02.09.2017

BriefeTief getroffen

Nr. 35/201740 Jahre Deutscher Herbst – „Es ist scheiße, ein Mörder zu sein“. Der einstige RAF-Mann Peter-Jürgen Boock über Terror damals und heute
"Es war scheiße für das wehrlose Opfer, gnadenlos und heimtückisch umgebracht zu werden, und es ist immer noch scheiße für die bedauernswerten Angehörigen."
Rudolf Webinger, Aalen
Gewalt, von wem und warum auch immer, führt immer wieder zu Gegengewalt, damals wie heute. Aber dies sehen religiöse wie politische Fanatiker jeglicher Couleur anders. Und damit müssen wir leider leben und versuchen, wie auch immer damit fertigzuwerden. Eine Problematik, die auch unseren Kindern und Enkeln noch zu schaffen machen wird.
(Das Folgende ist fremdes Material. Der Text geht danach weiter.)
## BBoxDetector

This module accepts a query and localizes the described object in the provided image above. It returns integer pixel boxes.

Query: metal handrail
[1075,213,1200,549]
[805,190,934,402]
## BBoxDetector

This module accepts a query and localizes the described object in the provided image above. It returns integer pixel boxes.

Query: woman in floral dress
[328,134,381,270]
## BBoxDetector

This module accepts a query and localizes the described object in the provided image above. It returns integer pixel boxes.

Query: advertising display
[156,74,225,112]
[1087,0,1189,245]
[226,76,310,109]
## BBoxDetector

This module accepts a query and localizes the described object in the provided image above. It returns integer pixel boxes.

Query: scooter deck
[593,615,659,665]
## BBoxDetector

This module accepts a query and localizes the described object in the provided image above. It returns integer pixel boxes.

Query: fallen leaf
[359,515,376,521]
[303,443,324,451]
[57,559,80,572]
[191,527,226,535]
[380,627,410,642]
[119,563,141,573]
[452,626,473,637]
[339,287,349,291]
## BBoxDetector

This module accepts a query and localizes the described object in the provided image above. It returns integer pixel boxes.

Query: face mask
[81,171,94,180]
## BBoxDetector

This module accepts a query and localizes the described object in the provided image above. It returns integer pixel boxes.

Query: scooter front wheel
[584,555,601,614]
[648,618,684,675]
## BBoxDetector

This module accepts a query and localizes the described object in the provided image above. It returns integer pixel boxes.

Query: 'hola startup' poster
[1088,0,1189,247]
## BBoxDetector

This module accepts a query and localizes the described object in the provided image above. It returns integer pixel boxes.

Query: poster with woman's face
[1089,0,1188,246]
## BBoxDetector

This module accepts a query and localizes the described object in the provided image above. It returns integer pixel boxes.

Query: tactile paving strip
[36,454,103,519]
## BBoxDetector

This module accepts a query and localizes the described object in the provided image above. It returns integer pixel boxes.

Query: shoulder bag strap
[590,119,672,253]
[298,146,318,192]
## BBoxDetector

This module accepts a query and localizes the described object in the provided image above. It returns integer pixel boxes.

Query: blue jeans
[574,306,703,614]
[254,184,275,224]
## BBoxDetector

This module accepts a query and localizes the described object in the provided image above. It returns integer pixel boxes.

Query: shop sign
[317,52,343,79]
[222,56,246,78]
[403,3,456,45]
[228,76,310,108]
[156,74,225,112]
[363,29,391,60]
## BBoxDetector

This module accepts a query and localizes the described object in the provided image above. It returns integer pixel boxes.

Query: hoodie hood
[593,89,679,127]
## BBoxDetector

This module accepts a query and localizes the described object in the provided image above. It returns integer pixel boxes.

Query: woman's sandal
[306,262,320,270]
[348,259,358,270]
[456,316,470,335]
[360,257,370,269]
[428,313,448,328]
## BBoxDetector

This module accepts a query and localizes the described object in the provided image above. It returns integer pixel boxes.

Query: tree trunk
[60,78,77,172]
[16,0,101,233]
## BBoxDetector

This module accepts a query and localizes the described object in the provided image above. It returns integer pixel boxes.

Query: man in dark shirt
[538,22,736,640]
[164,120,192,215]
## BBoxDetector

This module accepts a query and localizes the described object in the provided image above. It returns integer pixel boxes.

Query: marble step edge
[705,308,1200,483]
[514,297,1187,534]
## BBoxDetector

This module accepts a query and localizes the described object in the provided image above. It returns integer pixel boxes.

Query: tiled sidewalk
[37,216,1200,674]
Detlef von Seggern, Pforzheim
Es ist schon empörend und ein Hohn gegenüber den Opfern und deren Angehörigen, einem Mörder eine derartige Bühne zu geben. Einem Mörder, der nicht im Geringsten erkennen lässt, wie er seine Schuld wiedergutzumachen gedenkt, und der sich lieber in Selbstmitleid ergeht.
Dr. Michael Graw, Lübeck
Herr Boock sollte einfach nur schweigen, die Tatbeschreibungen interessieren niemanden mehr. Für Schleyer, Buback, Ponto, Rohwedder, Herrhausen, die vielen jungen Polizisten und Fahrer würde ich gern antworten: Es ist scheiße, vor 40 Jahren gestorben zu sein.
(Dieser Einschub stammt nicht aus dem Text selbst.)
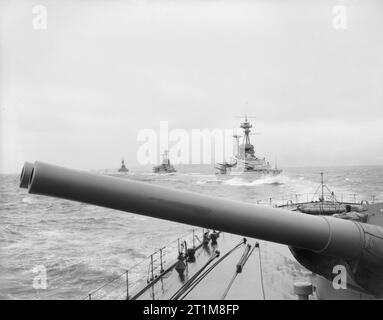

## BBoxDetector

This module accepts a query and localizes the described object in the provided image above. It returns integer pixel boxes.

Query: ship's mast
[162,150,170,165]
[320,172,324,202]
[239,116,255,159]
[240,116,252,146]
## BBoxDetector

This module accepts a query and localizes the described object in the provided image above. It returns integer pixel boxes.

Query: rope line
[171,240,245,300]
[220,244,255,300]
[169,253,219,300]
[220,273,238,301]
[257,245,266,300]
[180,241,245,300]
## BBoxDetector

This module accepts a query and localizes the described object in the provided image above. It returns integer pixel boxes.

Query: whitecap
[21,197,34,204]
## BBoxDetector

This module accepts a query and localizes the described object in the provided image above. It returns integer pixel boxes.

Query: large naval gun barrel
[20,161,383,296]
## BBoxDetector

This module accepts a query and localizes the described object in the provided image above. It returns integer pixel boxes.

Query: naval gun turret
[20,161,383,298]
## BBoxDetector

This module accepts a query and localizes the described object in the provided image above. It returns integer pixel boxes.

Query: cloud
[1,0,383,172]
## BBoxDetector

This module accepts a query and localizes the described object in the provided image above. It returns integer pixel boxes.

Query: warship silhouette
[215,117,281,177]
[153,150,176,174]
[19,162,383,300]
[118,160,129,173]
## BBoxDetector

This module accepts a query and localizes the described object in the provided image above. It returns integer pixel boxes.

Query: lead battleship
[215,117,281,177]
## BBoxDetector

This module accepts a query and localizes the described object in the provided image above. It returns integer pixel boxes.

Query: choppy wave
[21,197,35,204]
[220,174,320,194]
[195,175,221,185]
[345,177,362,183]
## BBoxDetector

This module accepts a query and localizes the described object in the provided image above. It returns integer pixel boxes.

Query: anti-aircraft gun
[19,161,383,299]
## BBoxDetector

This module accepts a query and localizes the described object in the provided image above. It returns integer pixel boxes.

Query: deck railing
[84,228,204,300]
[254,193,381,208]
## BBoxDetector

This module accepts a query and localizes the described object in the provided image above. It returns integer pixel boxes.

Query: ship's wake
[222,175,291,187]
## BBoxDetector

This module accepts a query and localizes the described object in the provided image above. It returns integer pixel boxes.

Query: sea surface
[1,165,383,299]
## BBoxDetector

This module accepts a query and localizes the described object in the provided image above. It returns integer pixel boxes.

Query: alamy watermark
[137,121,238,165]
[32,265,48,290]
[332,264,347,290]
[332,5,348,30]
[32,5,47,30]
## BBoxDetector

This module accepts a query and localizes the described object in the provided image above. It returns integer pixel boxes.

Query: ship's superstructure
[215,117,281,176]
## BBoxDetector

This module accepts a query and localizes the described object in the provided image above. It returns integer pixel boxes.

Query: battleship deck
[83,202,383,300]
[135,233,268,300]
[84,231,311,300]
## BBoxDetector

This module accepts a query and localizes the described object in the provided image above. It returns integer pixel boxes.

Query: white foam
[222,174,291,187]
[21,197,34,204]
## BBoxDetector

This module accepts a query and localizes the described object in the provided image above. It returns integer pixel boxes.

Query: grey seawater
[1,165,383,299]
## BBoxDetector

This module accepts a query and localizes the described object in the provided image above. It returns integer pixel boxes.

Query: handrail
[84,228,203,300]
[255,193,380,208]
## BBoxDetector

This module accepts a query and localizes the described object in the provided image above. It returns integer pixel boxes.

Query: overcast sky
[1,0,383,173]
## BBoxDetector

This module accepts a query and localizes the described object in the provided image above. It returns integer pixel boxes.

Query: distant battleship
[215,117,281,177]
[118,160,129,173]
[153,150,176,173]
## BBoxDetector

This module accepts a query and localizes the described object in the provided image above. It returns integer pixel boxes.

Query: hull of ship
[216,168,282,180]
[215,155,281,179]
[153,169,176,174]
[153,165,176,174]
Rüdiger Kreusch-Brinker, Melle (Nieders.)
"Die Bundesregierung erließ fragwürdige Antiterrorgesetze"? Im Zusammenhang mit dem Schleyer-Attentat haben weder die damalige Bundesregierung noch wir in den Beschlusslagen entgegen manchen Wünschen die Verfassung auch nur ein einziges Mal angetastet. Das sogenannte Kontaktsperre-Gesetz, das Sie möglicherweise meinen, wurde vom Bundestag beschlossen, nachdem der nordrhein-westfälische Justizminister Diether Posser für unsere Landesregierung eine gesetzliche Regelung gefordert hatte. Die war notwendig geworden, um die Gefangenen, die freigepresst werden sollten, daran zu hindern, durch illegale Kassiber ein gemeinsames Ausreisezielland zu verabreden. Das hätte die Verhandlungsmöglichkeiten der Bundesregierung zum Nachteil der Rettung Schleyers dramatisch verkürzt. Es ist bemerkenswert, dass die RAF angesichts der zahlreichen von ihr schon begangenen Morde eine Verhandlungsmöglichkeit mit der Bundesregierung politisch für möglich hielt.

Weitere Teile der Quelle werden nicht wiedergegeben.